The B Corp—A Big Change Coming for IP Investment and Practice or What Would Myriad do?

On July 17, 2013, the Governor of one of the most, if not the most popular state to incorporate, Delaware, signed into law the B Corp (or public benefit corporation).  What is the B Corp?  According to the press release by the Governor’s office, the B Corp is “a new kind of socially conscious for-profit corporation intended to operate in a responsible and sustainable manner.  Their affairs are to be conducted for the benefit not only of stockholders, but also for public interest and those affected by the corporation’s activities.”  The press release also states:

A public benefit corporation (PBC) will be formed in the same manner as any other corporation formed under the Delaware General Corporation Law.
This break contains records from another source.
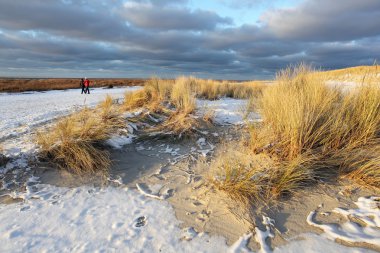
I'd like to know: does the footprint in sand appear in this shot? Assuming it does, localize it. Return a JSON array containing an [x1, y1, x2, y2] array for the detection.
[[135, 216, 147, 228], [20, 206, 30, 212]]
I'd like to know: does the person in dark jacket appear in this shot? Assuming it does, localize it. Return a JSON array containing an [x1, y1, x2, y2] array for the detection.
[[80, 78, 86, 94], [84, 77, 90, 94]]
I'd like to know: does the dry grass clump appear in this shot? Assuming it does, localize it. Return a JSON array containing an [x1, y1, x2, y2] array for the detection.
[[123, 78, 173, 112], [312, 64, 380, 84], [214, 64, 380, 206], [209, 146, 316, 204], [37, 97, 124, 174], [194, 79, 266, 100], [253, 65, 340, 159], [123, 77, 198, 137], [251, 65, 380, 188], [170, 77, 195, 114], [0, 144, 9, 167]]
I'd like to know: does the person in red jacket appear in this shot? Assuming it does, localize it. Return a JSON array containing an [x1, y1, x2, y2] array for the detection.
[[84, 77, 90, 94]]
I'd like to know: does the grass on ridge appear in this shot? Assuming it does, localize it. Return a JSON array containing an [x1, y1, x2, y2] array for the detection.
[[37, 97, 124, 174], [212, 64, 380, 206]]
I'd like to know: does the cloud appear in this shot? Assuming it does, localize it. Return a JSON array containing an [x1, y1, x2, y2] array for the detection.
[[0, 0, 380, 79], [122, 1, 232, 31], [261, 0, 380, 41]]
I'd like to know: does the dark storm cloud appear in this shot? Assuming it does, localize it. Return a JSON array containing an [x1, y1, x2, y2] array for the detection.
[[0, 0, 380, 79], [261, 0, 380, 41], [122, 1, 232, 31]]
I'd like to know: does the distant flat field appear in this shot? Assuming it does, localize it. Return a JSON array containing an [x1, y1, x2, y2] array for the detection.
[[0, 78, 146, 92]]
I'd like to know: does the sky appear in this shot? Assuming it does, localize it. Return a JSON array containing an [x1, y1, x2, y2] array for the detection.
[[0, 0, 380, 80]]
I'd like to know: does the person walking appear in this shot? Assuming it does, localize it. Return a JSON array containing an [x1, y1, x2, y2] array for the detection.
[[84, 77, 90, 94], [80, 78, 86, 94]]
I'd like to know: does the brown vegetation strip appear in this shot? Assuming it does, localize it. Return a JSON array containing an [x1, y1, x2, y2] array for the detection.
[[0, 78, 146, 92]]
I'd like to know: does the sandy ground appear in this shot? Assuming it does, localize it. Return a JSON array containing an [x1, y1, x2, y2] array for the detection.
[[8, 126, 380, 253], [0, 89, 380, 252]]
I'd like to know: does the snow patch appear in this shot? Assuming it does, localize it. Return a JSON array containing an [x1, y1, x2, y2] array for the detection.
[[306, 197, 380, 247]]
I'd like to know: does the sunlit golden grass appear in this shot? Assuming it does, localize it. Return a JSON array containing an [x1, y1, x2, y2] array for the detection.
[[312, 64, 380, 84], [37, 97, 124, 174], [251, 65, 380, 189], [209, 146, 316, 204], [193, 79, 267, 100], [212, 64, 380, 206], [170, 77, 196, 114]]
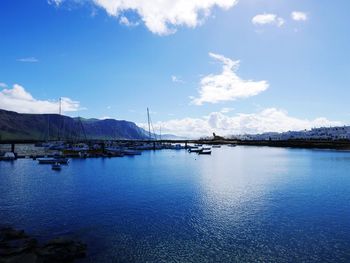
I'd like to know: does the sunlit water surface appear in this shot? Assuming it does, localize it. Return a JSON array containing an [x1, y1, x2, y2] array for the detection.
[[0, 147, 350, 262]]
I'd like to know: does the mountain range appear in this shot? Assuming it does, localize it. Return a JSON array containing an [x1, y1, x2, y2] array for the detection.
[[0, 109, 148, 140]]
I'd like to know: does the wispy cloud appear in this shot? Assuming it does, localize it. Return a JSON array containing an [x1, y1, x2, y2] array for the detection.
[[48, 0, 238, 35], [171, 75, 185, 83], [17, 57, 39, 63], [220, 107, 234, 113], [252, 14, 285, 27], [140, 108, 342, 138], [47, 0, 63, 6], [191, 53, 269, 105], [291, 11, 308, 21], [119, 16, 139, 27], [0, 84, 84, 113]]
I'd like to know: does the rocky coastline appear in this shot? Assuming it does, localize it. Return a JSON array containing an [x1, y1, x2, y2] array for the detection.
[[0, 226, 87, 263]]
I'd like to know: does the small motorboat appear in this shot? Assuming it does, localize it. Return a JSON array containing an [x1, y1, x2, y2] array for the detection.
[[51, 163, 61, 171], [198, 149, 211, 154], [37, 157, 69, 164], [0, 152, 16, 161], [188, 147, 203, 153]]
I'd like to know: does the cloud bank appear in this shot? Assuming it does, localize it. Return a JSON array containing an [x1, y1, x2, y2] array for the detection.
[[0, 84, 82, 113], [140, 108, 342, 138], [291, 11, 308, 21], [252, 14, 285, 27], [17, 57, 39, 63], [192, 53, 269, 105], [48, 0, 238, 35]]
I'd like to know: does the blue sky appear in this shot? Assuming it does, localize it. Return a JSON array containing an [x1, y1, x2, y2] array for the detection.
[[0, 0, 350, 135]]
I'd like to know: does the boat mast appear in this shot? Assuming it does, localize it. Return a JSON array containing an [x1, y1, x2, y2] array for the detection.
[[59, 97, 62, 115], [147, 108, 151, 140]]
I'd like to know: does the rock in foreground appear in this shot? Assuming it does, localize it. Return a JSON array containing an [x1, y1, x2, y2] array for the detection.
[[0, 227, 86, 263]]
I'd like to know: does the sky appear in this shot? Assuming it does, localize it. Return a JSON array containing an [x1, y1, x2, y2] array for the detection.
[[0, 0, 350, 137]]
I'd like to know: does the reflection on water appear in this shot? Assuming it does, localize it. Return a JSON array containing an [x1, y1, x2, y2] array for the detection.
[[0, 147, 350, 262]]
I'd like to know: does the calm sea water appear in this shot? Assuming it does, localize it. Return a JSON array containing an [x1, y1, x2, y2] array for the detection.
[[0, 147, 350, 262]]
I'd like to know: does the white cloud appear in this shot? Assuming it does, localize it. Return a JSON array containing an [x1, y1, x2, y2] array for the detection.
[[220, 108, 234, 113], [139, 108, 342, 137], [252, 14, 285, 27], [47, 0, 63, 6], [49, 0, 238, 35], [192, 53, 269, 105], [17, 57, 39, 63], [119, 16, 139, 27], [171, 75, 185, 83], [291, 11, 308, 21], [0, 84, 82, 113]]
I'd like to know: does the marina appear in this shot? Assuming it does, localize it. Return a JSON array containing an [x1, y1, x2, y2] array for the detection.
[[0, 147, 350, 263]]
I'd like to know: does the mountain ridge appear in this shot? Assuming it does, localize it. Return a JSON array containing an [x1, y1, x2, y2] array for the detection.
[[0, 109, 148, 140]]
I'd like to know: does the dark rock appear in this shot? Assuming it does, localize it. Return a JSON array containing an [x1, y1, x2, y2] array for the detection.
[[0, 227, 86, 263], [38, 238, 86, 262]]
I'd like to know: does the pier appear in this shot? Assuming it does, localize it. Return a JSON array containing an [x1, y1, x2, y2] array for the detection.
[[0, 139, 350, 158]]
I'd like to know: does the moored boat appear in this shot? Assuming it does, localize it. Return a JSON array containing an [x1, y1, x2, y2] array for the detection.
[[51, 162, 61, 171], [198, 149, 211, 154], [0, 152, 16, 161], [188, 147, 203, 153], [37, 157, 69, 164]]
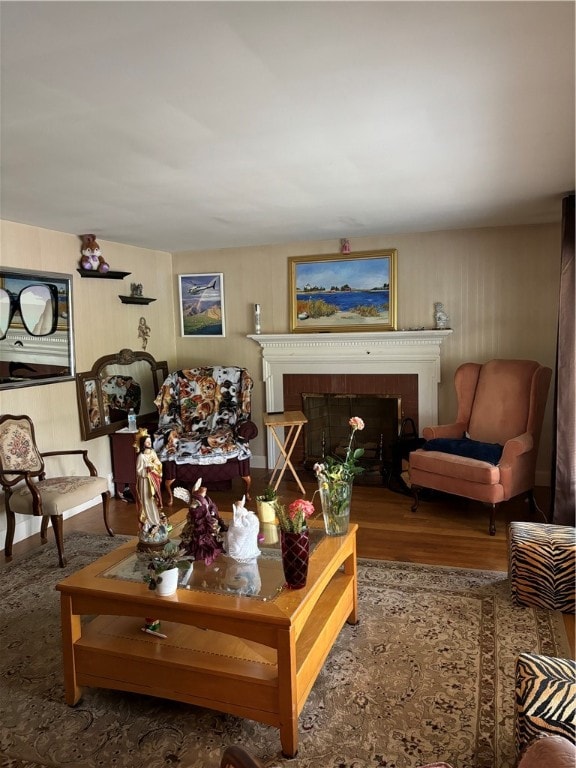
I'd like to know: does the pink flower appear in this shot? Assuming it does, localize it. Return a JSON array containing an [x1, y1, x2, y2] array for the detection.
[[288, 499, 314, 520]]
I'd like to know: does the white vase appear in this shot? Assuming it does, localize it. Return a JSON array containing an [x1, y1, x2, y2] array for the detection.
[[156, 568, 179, 597], [256, 499, 276, 523]]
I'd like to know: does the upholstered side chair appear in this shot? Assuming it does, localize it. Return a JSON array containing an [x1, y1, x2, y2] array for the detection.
[[409, 360, 552, 535], [0, 414, 114, 568]]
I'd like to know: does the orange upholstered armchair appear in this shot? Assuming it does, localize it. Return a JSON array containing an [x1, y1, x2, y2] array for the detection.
[[410, 360, 552, 535]]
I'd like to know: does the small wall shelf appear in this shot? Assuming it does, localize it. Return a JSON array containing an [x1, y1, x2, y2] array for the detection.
[[76, 268, 131, 280], [118, 295, 156, 304]]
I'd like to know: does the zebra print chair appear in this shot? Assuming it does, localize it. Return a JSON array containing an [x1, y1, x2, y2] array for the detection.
[[508, 522, 576, 613], [515, 653, 576, 752]]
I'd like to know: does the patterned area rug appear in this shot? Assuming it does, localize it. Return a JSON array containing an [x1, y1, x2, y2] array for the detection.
[[0, 533, 570, 768]]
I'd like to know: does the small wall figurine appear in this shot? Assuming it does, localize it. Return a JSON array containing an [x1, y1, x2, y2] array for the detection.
[[434, 301, 450, 331], [80, 235, 110, 273], [340, 237, 350, 253], [138, 317, 150, 349], [174, 477, 228, 565]]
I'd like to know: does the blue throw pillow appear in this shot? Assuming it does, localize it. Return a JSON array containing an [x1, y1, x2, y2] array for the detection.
[[422, 437, 504, 464]]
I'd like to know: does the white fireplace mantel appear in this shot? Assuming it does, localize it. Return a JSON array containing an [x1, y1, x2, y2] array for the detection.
[[248, 329, 452, 458]]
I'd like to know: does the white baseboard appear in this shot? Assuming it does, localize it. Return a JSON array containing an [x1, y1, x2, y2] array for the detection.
[[0, 496, 102, 549]]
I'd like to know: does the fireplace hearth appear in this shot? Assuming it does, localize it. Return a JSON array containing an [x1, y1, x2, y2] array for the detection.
[[302, 392, 402, 472], [249, 329, 453, 474]]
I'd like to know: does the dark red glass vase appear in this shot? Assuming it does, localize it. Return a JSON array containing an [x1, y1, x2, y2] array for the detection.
[[280, 530, 310, 589]]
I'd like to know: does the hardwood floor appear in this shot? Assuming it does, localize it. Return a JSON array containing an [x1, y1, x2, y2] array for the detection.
[[5, 469, 575, 656]]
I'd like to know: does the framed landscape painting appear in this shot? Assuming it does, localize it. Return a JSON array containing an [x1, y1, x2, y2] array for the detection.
[[288, 248, 397, 333], [178, 272, 226, 337]]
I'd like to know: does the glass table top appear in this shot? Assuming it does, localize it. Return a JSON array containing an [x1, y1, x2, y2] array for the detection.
[[101, 524, 326, 601]]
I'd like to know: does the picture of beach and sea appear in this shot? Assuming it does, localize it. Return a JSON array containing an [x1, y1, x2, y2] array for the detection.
[[293, 252, 395, 330]]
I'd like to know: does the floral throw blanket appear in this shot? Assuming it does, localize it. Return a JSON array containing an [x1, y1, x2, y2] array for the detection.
[[154, 366, 253, 464]]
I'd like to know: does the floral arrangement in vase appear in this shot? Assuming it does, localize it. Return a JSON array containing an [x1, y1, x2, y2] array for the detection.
[[144, 541, 193, 590], [314, 416, 365, 536], [276, 499, 314, 589], [276, 499, 314, 533]]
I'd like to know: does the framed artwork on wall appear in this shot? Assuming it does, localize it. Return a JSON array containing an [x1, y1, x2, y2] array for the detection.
[[0, 268, 74, 389], [288, 248, 397, 333], [178, 272, 226, 337]]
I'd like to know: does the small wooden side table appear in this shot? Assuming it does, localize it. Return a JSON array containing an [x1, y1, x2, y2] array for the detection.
[[264, 411, 308, 496]]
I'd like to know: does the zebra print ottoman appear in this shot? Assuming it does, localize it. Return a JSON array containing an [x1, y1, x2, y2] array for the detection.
[[508, 523, 576, 613], [515, 653, 576, 752]]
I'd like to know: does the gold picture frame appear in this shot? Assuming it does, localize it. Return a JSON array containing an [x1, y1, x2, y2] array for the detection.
[[288, 248, 398, 333]]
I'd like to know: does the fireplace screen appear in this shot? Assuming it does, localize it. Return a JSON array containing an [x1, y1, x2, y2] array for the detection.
[[302, 393, 402, 471]]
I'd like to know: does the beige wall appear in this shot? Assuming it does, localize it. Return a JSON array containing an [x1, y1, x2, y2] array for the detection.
[[173, 225, 560, 484], [0, 221, 175, 548], [0, 222, 560, 546]]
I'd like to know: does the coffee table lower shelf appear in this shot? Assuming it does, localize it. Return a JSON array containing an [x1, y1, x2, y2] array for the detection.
[[65, 553, 357, 757]]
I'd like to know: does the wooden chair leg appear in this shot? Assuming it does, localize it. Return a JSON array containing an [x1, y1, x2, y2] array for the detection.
[[40, 515, 48, 544], [526, 488, 550, 523], [164, 480, 174, 507], [4, 509, 16, 560], [50, 515, 66, 568], [102, 491, 114, 536], [486, 504, 500, 536], [242, 475, 252, 501]]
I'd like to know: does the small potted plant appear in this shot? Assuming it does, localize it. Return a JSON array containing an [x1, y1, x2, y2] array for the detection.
[[256, 485, 278, 523], [144, 541, 193, 597]]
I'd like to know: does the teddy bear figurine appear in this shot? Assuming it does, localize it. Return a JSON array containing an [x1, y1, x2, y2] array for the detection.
[[80, 235, 110, 273]]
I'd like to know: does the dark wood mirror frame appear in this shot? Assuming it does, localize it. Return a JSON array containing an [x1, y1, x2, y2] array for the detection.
[[76, 349, 168, 440]]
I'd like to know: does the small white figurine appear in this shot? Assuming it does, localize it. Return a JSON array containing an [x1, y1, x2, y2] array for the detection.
[[226, 496, 260, 563], [434, 301, 450, 330]]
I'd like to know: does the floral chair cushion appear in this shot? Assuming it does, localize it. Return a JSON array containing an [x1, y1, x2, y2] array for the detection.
[[154, 366, 253, 464], [0, 420, 42, 472]]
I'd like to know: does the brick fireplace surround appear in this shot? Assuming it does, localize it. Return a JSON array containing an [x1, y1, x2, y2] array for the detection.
[[249, 330, 452, 467]]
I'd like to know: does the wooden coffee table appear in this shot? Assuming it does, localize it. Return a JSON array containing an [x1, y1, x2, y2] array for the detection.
[[56, 510, 357, 757]]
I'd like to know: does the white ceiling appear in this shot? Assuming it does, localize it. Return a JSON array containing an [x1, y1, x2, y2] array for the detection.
[[0, 0, 575, 251]]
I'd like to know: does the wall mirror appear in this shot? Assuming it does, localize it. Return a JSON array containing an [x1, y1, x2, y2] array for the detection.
[[0, 268, 74, 389], [76, 349, 168, 440]]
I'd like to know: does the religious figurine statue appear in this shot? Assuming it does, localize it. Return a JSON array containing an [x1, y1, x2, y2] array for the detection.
[[134, 429, 169, 549], [434, 301, 450, 330], [174, 478, 228, 565]]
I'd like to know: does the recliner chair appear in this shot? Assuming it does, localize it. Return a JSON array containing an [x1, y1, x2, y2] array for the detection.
[[409, 360, 552, 535]]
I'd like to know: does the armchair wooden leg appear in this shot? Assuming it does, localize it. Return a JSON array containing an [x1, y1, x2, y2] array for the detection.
[[40, 515, 48, 544], [102, 491, 114, 536], [4, 509, 16, 560], [50, 515, 66, 568], [526, 488, 550, 523], [486, 504, 500, 536]]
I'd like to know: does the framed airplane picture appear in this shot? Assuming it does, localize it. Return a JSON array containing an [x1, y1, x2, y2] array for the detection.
[[178, 272, 226, 337]]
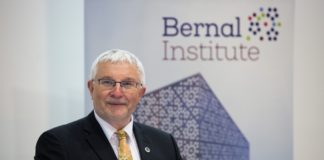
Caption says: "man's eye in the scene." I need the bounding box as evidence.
[121,81,134,87]
[101,80,115,86]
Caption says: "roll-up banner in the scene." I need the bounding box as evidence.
[85,0,294,160]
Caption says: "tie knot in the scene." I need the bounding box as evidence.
[116,130,126,139]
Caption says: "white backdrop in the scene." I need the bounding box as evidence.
[0,0,324,160]
[85,0,294,160]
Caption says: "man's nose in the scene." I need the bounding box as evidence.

However, in order to be a PBC, the corporation’s certificate of incorporation must identify one or more specific public benefits and must have a name that clearly identifies its status as a PBC. Public benefits for which corporations may be formed include, but are not limited to, those of an artistic, charitable, cultural, economic, educational, environmental, literary, medical, religious, scientific or technical nature.

At least once every two years, a public benefit corporation must send its stockholders a statement with respect to its promotion of the public benefit(s) identified in its charter, as well as its promotion of the best interests of those materially affected by the corporation’s conduct.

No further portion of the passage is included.